Regardless of my best intentions, am I just another white imperialist reinforcing a systems that says white women can gain off the backs of brown women?
In a post I’d recommend reading in full, Bevan wrote on hiring maids:
In a recent article on the use of domestic service, Zoe Williams detailed how at a conference on increasing the number of women in boardrooms, Virginia Bottomley told participants that “if you want to do well … do not do your own ironing, do not bake a cake. Women do well in India because of domestic help”. But, as Williams notes, “there’s an inevitable follow-up question isn’t there? What about the domestic help? Do they do well?” While (mostly) white, middle-class women have made considerable inroads (well, kind of) economically and politically, how have women (and men) outside of these categories fared? These questions bring up a number of issues around what role the domestic service industry plays in perpetuating race and class-based inequalities and hierarchies.
While I’m under few illusions about the grand things I’ll achieve in Timor-Leste, my stint here has undoubtedly helped me professionally: I’ve had articles published in publications I couldn’t crack in a crowded Melbourne market; I’ve taken roles as an ‘adviser’ and ‘manager’ because I can afford to advise voluntarily in exchange for experience; and I know the lines on my resume that say I’ve lived abroad will help me stand out when I’m applying for jobs back home. Here in Timor-Leste, I’m getting ahead.
Can I say the same for the woman making that happen? I wouldn’t have time to write if I had to clean the house. I wouldn’t have the energy to volunteer full-time if I was heading to work after doing laundry all morning.
Us foreigners must recognise our do-gooding often comes from a place of privilege, Bevan wrote, and consider whether the feeling of having ‘made a difference’ trumps the goal of dismantling unequal systems. I arrived in Timor-Leste as a wide-eyed volunteer determined to throw my weight behind a fight for equity, not just to advance my own career.
So how does having a servant fit in with that?
Bevan acknowledged that behaviour like my decision to have a cleaner may seem minor, but it is symbolic. Sure, my housemates and I are giving Florencia a wage she likely otherwise wouldn’t have had. But we’re not the “neutral employer” Bevan also wanted herself to be — Florencia’s work is helping me get ahead but perhaps merely keeping her stable — and we must engage in a “much more uncomfortable emotional and intellectual process of questioning privilege” if we’re to understand this complex system.
The economic gap between us as the affluent employers and Florencia as the dutiful domestic help represents a systemic class inequality that my feeling sheepish or introspective at requiring her help doesn’t resolve. But, Bevan wrote, to see myself as the ‘bad guy’, as a “personification of privilege, all behaviors laced with a kind of inherent selfishness and Western arrogance,” is unhelpful, for both me and Florencia. I don’t want to end her employment — I don’t want to take that wage from her family and I simply don’t want to have to clean my own house. Plus, a rash decision to end her employment, as Bevan again wrote, simplifies and ignores the complex reality of the system in which we’re both operating. “There is no such thing as a clean break,” she wrote.

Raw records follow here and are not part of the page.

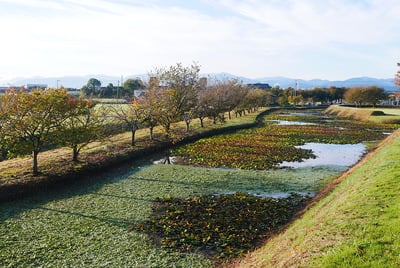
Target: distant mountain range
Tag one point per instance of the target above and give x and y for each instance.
(283, 82)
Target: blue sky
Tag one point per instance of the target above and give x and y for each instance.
(305, 39)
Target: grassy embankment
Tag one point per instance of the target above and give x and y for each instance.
(378, 115)
(91, 224)
(57, 164)
(356, 225)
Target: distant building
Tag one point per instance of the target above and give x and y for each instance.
(260, 85)
(35, 86)
(203, 82)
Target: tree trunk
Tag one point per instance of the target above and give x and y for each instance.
(151, 133)
(75, 153)
(133, 132)
(201, 122)
(35, 169)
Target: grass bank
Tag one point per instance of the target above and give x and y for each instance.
(356, 225)
(378, 115)
(89, 224)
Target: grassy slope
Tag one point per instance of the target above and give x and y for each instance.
(58, 161)
(354, 226)
(88, 224)
(390, 114)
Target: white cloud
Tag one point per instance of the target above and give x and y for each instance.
(250, 37)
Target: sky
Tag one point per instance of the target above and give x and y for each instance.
(303, 39)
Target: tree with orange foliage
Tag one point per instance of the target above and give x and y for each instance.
(29, 120)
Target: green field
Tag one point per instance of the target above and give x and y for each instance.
(357, 225)
(89, 225)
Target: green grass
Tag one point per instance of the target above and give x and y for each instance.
(391, 115)
(89, 225)
(357, 225)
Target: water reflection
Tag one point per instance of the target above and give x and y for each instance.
(343, 155)
(290, 123)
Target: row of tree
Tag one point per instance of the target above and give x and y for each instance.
(358, 96)
(33, 121)
(93, 88)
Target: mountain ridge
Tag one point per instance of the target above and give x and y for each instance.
(284, 82)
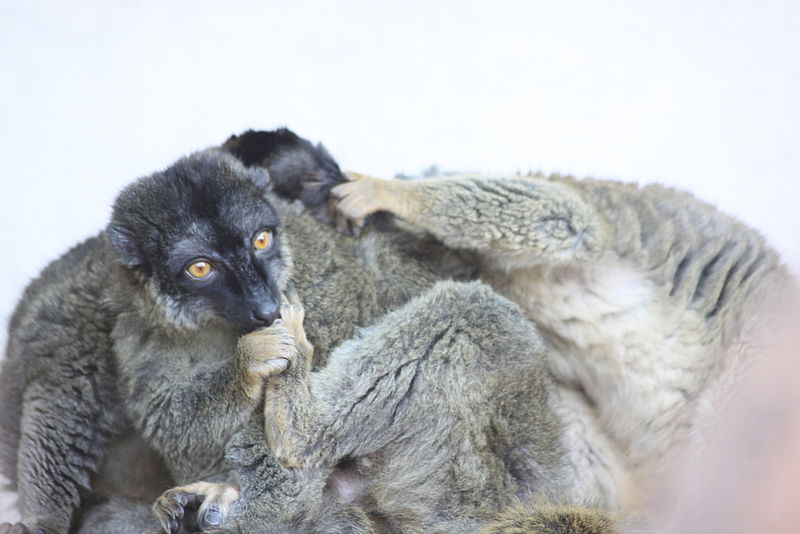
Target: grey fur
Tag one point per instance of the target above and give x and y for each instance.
(105, 369)
(434, 420)
(99, 355)
(651, 300)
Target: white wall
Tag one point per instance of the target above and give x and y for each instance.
(702, 95)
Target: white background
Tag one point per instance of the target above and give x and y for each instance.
(702, 95)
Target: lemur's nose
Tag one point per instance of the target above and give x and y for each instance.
(265, 315)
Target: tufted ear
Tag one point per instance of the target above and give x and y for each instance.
(124, 244)
(260, 177)
(297, 168)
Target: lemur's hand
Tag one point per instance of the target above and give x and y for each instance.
(272, 350)
(195, 507)
(358, 198)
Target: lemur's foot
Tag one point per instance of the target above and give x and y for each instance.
(360, 197)
(283, 344)
(195, 507)
(19, 528)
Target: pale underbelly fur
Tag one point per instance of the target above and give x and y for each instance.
(643, 365)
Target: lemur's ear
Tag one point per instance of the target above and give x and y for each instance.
(297, 168)
(124, 244)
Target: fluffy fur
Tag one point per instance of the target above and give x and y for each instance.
(651, 300)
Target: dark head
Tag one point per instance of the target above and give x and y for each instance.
(203, 237)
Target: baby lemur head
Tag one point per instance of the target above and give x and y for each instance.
(204, 240)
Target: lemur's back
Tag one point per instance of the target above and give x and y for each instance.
(46, 338)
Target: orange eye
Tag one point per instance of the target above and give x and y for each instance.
(199, 269)
(262, 240)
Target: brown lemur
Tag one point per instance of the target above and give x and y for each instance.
(651, 301)
(132, 335)
(150, 382)
(439, 418)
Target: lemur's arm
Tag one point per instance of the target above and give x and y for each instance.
(517, 218)
(188, 412)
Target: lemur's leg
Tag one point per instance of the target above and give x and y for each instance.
(425, 378)
(63, 439)
(522, 218)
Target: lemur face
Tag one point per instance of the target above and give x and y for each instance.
(205, 238)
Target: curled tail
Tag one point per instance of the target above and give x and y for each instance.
(552, 519)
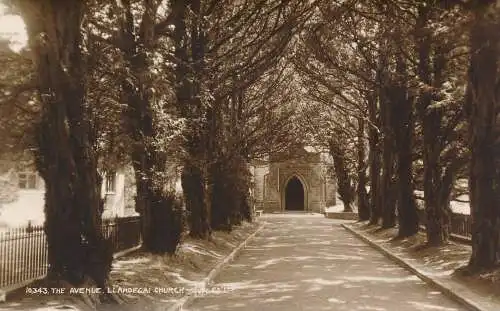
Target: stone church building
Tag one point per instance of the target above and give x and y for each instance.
(297, 181)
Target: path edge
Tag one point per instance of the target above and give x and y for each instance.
(447, 290)
(186, 300)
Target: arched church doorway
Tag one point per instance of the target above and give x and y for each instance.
(294, 195)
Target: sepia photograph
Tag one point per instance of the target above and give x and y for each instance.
(250, 155)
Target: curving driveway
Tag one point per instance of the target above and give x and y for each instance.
(307, 262)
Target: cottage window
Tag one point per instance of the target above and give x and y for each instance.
(27, 180)
(110, 183)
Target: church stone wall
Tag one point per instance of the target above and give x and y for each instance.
(270, 180)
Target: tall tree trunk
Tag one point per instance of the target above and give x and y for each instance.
(161, 224)
(403, 121)
(345, 188)
(436, 193)
(484, 172)
(65, 156)
(362, 196)
(388, 183)
(374, 159)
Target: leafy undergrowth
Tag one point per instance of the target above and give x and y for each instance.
(445, 262)
(142, 281)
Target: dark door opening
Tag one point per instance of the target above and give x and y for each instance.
(294, 195)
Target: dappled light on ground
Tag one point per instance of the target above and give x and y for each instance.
(305, 263)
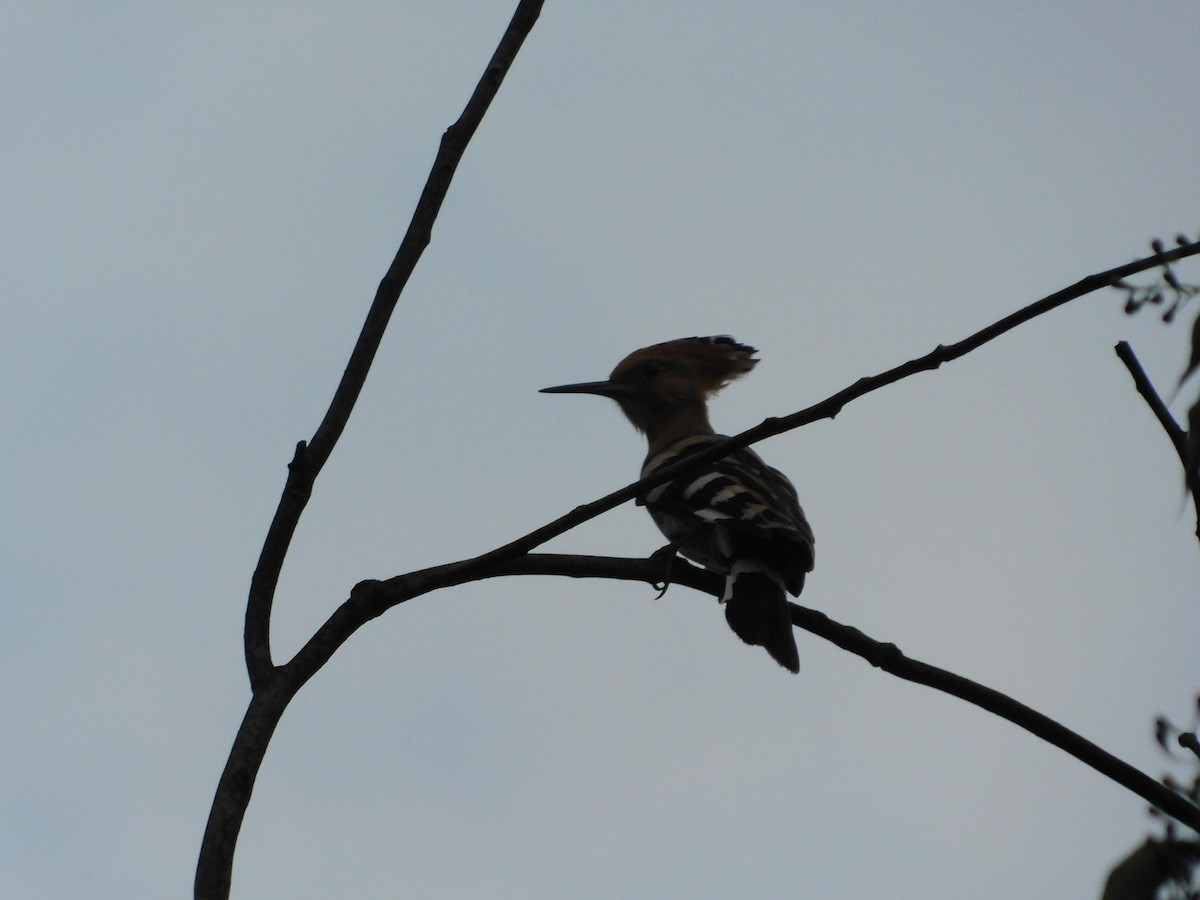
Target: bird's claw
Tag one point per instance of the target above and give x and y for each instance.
(665, 556)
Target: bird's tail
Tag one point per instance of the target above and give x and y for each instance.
(756, 609)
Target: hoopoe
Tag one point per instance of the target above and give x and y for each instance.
(736, 516)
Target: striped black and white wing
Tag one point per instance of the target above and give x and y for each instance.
(735, 508)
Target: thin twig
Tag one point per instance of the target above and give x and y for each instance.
(1174, 432)
(271, 694)
(312, 456)
(372, 599)
(832, 406)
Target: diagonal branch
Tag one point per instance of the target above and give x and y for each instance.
(373, 598)
(273, 694)
(1176, 435)
(829, 407)
(310, 457)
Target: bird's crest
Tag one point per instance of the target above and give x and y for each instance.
(713, 361)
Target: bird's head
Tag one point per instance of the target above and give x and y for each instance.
(666, 385)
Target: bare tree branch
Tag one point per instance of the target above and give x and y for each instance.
(310, 457)
(270, 695)
(273, 687)
(829, 407)
(1174, 432)
(373, 598)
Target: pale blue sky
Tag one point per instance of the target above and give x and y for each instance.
(197, 205)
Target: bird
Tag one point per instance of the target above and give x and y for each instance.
(736, 516)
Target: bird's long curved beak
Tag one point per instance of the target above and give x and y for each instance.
(605, 389)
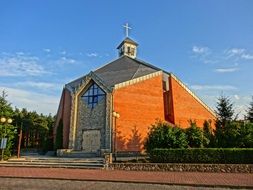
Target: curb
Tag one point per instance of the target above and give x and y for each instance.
(136, 182)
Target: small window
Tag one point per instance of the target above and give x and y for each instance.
(93, 95)
(128, 50)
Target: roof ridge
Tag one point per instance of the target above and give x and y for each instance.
(193, 94)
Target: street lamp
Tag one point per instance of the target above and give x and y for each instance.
(116, 116)
(4, 121)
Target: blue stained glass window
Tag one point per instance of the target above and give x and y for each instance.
(93, 95)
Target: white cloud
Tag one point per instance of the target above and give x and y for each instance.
(41, 103)
(47, 50)
(234, 51)
(239, 53)
(63, 52)
(237, 97)
(213, 87)
(247, 56)
(65, 60)
(200, 50)
(20, 65)
(39, 85)
(92, 54)
(226, 70)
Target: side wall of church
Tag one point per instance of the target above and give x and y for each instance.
(139, 105)
(64, 114)
(186, 107)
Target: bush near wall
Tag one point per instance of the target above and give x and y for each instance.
(203, 155)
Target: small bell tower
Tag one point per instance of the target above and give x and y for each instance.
(127, 47)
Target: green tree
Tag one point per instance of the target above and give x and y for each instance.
(208, 134)
(194, 135)
(246, 135)
(249, 115)
(163, 135)
(224, 112)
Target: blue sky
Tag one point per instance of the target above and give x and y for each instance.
(45, 44)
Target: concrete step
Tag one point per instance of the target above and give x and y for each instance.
(55, 160)
(91, 165)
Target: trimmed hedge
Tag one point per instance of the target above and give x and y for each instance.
(203, 155)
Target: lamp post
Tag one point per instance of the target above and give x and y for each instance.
(4, 121)
(116, 116)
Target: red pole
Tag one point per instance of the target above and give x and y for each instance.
(19, 142)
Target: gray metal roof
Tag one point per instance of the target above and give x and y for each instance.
(120, 70)
(123, 69)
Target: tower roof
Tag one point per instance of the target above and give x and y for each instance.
(127, 40)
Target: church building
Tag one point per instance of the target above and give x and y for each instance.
(111, 108)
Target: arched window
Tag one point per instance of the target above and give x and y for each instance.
(93, 95)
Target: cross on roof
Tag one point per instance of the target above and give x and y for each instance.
(127, 28)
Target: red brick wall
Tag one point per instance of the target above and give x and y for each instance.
(139, 105)
(64, 114)
(186, 107)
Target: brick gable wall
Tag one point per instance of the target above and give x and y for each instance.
(186, 106)
(139, 105)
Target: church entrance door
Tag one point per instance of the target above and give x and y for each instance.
(91, 141)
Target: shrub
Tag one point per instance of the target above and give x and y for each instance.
(203, 155)
(194, 135)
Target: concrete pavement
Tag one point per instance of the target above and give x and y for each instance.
(34, 184)
(234, 180)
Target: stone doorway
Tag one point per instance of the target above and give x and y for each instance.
(91, 141)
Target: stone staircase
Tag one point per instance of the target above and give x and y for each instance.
(54, 162)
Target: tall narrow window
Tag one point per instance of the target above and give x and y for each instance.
(93, 95)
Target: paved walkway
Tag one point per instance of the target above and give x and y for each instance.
(46, 184)
(175, 178)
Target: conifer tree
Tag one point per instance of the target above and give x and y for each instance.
(224, 112)
(250, 112)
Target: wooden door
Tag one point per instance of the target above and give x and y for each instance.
(91, 141)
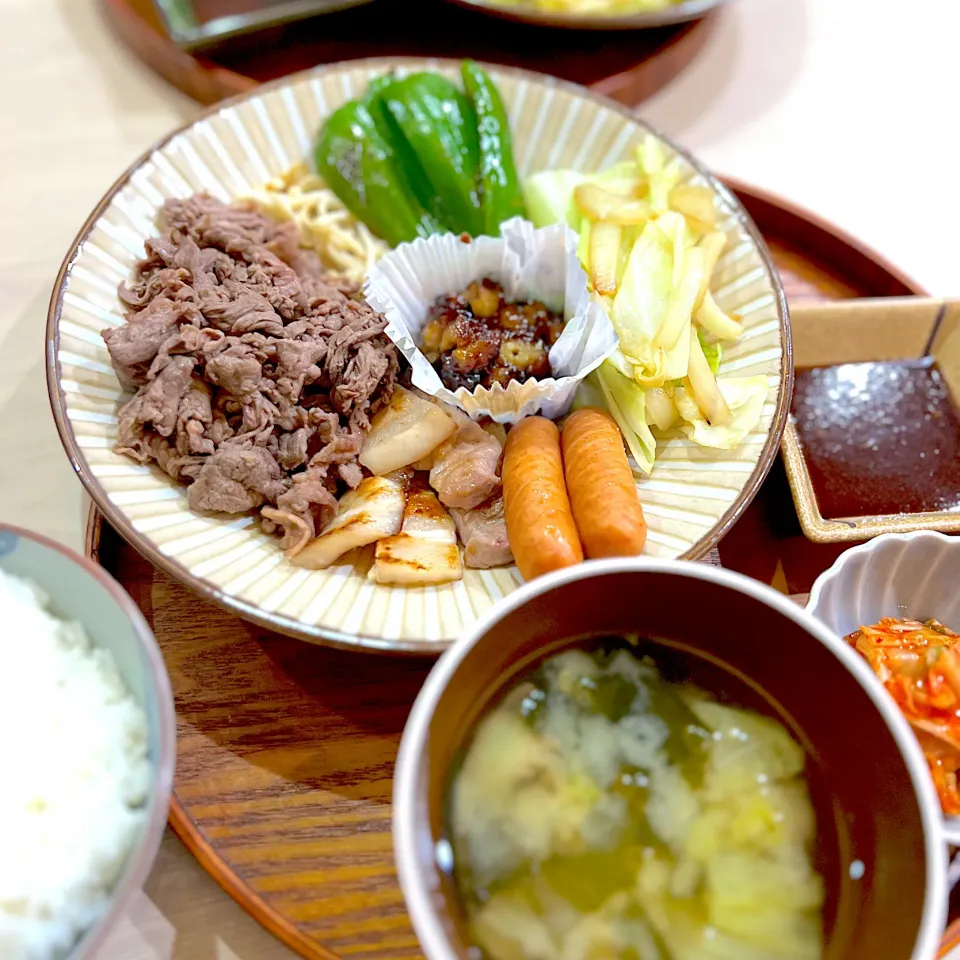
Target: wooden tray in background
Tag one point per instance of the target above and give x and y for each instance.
(286, 749)
(626, 65)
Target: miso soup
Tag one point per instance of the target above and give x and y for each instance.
(603, 812)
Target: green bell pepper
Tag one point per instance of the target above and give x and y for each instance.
(501, 196)
(362, 167)
(439, 125)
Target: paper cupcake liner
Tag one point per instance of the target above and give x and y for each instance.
(530, 264)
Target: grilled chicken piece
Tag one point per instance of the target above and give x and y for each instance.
(465, 468)
(484, 535)
(404, 431)
(425, 551)
(371, 512)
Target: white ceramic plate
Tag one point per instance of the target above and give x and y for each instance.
(693, 496)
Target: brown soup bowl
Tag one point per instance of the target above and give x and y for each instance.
(880, 846)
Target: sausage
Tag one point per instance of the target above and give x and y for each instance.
(540, 525)
(600, 484)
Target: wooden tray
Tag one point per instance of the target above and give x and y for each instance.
(626, 65)
(286, 749)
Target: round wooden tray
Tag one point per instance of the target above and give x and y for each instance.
(626, 65)
(286, 749)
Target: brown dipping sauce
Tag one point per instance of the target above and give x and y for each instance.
(479, 338)
(879, 438)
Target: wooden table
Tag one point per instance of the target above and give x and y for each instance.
(799, 97)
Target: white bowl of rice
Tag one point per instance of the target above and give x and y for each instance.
(88, 738)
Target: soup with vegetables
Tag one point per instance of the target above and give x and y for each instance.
(603, 812)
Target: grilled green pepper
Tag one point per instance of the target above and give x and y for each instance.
(439, 125)
(500, 194)
(410, 168)
(360, 164)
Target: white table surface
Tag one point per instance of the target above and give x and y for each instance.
(847, 107)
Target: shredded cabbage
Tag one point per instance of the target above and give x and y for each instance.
(649, 245)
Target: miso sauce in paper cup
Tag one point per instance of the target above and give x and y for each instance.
(529, 264)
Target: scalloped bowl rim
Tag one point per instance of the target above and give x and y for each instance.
(332, 636)
(951, 823)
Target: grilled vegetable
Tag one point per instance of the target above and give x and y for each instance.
(500, 194)
(361, 165)
(371, 512)
(425, 551)
(405, 431)
(439, 125)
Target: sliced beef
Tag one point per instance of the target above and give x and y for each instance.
(236, 479)
(255, 376)
(483, 532)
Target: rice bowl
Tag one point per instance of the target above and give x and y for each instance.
(88, 718)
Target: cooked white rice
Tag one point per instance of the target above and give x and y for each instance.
(75, 776)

Despite the conviction of this post’s headline, I’m still unsure about whether I can justify my decision to hire and retain a cleaner — I have no plans to ask Florencia to stop cleaning, but I must consider the challenges and opportunities this arrangement provides for both of us, and how that fits in more broadly to my work here. Reflection is a starting point. As is doing my own dishes.
* I initially wrote this post using Florencia’s real name, but went through later and changed it to afford her some privacy and distance. I’m confident very few, if any, people reading this blog know who she is, and I wanted this post to be more about my existential contemplation of the ethics of having domestic help in a different context from my own than about the story of my neighbour, which of course isn’t mine to tell.